5. The system of claim 4 wherein each transition zone includes a rotary wheel that interacts with a portion of each seat apparatus to facilitate movement of the seat apparatuses from the linearly disposed passenger side to the linearly disposed return side and from the linear disposed return side to the linearly disposed passenger side.

6. The system of claim 5 wherein the rotary wheel includes notches disposed therein that engage with a protruded portion that extends from a base member of each seat apparatus.

7. The system of claim 4 wherein each transition zone includes a curved linear motor to propel the seat apparatuses around the transition zone.

8. The system of claim 1 wherein the loop track is horizontally disposed and the passenger side of the loop track provides seats to passengers going a first direction on a first moving walkway and the return side of the loop track provides seats to passengers going a second direction on a second moving walkway.

9. The system of claim 1 wherein the moving walkway is a modular moving walkway wherein each module of the moving walkway includes a separate linear motor for each passenger side of the loop track.

10. The system of claim 2 further comprising a computer system to set motion profiles and modulate speed of the seats by sending electrical signals to the linear motors of the propulsion system.

11. The system of claim 3 wherein the frame has a series of shoulders that can be engaged by a series of wheels mounted to the seat apparatus to maintain position of the seat apparatuses as they travel around the loop track.

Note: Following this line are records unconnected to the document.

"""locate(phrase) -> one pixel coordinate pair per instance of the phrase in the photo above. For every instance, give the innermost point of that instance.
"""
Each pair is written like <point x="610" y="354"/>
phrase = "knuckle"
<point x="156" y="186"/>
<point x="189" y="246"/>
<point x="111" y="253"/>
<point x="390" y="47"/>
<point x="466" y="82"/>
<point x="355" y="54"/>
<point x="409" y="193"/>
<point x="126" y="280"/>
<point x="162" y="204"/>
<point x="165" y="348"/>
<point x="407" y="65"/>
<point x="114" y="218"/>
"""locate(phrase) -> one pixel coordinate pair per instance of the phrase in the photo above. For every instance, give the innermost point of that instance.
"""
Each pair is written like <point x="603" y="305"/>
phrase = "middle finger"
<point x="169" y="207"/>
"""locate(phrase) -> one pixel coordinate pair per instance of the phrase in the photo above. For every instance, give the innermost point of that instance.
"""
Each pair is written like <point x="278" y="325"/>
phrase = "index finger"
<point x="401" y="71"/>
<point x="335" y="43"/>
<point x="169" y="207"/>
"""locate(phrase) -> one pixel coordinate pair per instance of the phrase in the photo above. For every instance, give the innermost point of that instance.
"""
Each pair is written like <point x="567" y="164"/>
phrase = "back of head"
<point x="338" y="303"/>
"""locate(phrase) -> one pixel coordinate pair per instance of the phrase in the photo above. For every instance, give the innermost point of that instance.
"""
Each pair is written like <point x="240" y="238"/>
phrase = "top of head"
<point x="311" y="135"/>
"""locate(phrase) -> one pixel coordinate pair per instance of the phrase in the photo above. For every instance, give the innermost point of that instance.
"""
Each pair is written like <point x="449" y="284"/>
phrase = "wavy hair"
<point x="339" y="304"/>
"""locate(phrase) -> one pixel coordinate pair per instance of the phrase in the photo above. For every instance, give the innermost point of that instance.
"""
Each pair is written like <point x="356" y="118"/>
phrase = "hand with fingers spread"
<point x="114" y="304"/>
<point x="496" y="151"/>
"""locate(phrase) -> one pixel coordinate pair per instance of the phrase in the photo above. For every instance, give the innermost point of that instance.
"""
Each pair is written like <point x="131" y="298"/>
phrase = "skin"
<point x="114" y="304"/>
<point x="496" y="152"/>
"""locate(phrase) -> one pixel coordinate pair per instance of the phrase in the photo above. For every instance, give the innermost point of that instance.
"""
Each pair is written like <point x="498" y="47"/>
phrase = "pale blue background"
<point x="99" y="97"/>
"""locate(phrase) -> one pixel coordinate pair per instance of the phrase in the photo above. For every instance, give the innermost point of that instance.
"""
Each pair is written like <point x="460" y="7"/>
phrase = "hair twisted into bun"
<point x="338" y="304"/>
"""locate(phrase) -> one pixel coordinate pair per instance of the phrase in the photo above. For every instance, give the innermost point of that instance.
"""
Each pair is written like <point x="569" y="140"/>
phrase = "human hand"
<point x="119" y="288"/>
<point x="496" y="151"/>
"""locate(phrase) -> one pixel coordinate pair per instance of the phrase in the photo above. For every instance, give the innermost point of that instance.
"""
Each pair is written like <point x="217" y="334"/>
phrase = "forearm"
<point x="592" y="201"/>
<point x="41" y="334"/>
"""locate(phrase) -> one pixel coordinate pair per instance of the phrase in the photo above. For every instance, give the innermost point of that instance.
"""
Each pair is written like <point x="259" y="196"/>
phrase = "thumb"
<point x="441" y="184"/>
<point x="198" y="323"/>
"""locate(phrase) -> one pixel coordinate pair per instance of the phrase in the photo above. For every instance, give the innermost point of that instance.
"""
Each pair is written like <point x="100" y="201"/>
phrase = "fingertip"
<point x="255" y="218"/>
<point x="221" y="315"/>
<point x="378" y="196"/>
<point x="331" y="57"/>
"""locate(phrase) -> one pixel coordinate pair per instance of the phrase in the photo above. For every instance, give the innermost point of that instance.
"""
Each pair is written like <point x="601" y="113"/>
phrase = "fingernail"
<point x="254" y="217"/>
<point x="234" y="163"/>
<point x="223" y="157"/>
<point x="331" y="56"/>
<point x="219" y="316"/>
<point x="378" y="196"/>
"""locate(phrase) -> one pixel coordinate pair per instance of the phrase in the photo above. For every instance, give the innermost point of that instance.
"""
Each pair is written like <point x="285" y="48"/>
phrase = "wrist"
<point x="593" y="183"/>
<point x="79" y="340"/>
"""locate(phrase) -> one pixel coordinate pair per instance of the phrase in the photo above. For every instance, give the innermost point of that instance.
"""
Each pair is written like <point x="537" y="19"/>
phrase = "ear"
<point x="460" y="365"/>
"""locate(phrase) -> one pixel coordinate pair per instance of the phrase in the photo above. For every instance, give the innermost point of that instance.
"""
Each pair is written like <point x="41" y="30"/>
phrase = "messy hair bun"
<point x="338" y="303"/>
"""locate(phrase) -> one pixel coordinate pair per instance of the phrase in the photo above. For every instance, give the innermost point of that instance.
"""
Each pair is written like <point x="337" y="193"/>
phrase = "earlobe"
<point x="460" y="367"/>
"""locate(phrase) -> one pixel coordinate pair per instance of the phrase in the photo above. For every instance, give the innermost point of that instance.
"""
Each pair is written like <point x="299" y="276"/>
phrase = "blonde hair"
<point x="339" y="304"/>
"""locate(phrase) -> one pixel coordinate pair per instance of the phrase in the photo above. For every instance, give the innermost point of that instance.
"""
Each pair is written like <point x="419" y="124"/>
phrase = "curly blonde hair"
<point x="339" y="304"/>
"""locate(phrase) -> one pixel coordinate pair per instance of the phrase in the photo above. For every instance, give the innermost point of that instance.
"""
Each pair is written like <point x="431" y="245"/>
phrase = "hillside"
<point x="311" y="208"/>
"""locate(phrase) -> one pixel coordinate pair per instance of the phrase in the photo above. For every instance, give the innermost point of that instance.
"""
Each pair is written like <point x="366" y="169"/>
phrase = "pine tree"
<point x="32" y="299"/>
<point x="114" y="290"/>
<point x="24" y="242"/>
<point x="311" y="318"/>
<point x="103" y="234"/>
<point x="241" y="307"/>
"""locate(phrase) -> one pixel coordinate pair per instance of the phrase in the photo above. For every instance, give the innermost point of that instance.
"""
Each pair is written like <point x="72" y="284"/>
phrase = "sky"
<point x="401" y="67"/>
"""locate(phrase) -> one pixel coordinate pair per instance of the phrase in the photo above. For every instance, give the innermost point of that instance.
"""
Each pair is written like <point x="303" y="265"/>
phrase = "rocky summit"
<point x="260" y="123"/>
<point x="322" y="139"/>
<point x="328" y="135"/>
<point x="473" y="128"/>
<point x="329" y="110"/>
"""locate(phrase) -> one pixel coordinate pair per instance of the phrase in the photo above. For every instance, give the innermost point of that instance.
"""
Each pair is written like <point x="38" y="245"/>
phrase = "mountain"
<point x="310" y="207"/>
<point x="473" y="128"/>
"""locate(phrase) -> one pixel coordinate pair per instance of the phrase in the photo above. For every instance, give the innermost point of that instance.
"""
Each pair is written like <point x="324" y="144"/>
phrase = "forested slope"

12. The system of claim 9 wherein each module of the moving walkway includes a separate linear motor for each return side of the loop track.

13. The system of claim 8 wherein the horizontally disposed loop track includes transition zones to allow the seat apparatuses to move from the first moving walkway to the second moving walkway and from the second moving walkway to the first moving walkway.

14. The system of claim 13 wherein each transition zone includes a rotary wheel that interacts with a portion of each seat apparatus to facilitate movement of the seat apparatuses from the linearly disposed passenger side to the linearly disposed return side and from the linear disposed return side to the linearly disposed passenger side.

15. The system of claim 14 wherein the rotary wheel includes notches disposed therein that engage with a protruded portion that extends from a base member of each seat apparatus.

16. The system of claim 13 wherein each transition zone includes a curved linear motor to propel the seat apparatuses around the transition zone.

17. The system of claim 1 wherein the seat of the seat apparatuses are folded up for the return side.

18. The system of claim 1 wherein the seats can be oriented to face the direction the moving walkway is traveling or perpendicular to the direction the moving walkway is traveling.

19. The system of claim 8 wherein the seat apparatuses of the seat system are propelled around the horizontal loop track via a first linear motor.

20. The system of claim 19 wherein the seat apparatuses of the seat system are propelled around the horizontal loop track via a second linear motor.

21. The system of claim 1 wherein the moving walkway includes two seat systems to provide seats to passengers on both sides of the moving walkway moving in a same direction.

22. The system of claim 1 wherein the moving walkway includes a handrail system to provide handgrasps to passengers on an opposite side of the moving walkway from the seat system and the corresponding seats.

23. The system of claim 1 wherein the propulsion system includes a belt conveyor to propel the seat apparatuses along the return side of the loop track.

24. The system of claim 1 wherein the propulsion system includes a linear motor attached to each seat apparatus that interacts with magnets that are supported by the frame to propel the seat apparatuses around at least a portion of the loop track.

25. The system of claim 1 wherein the speed of each seat is substantially the same speed as a speed of a section of a treadway of the moving walkway closest to each seat.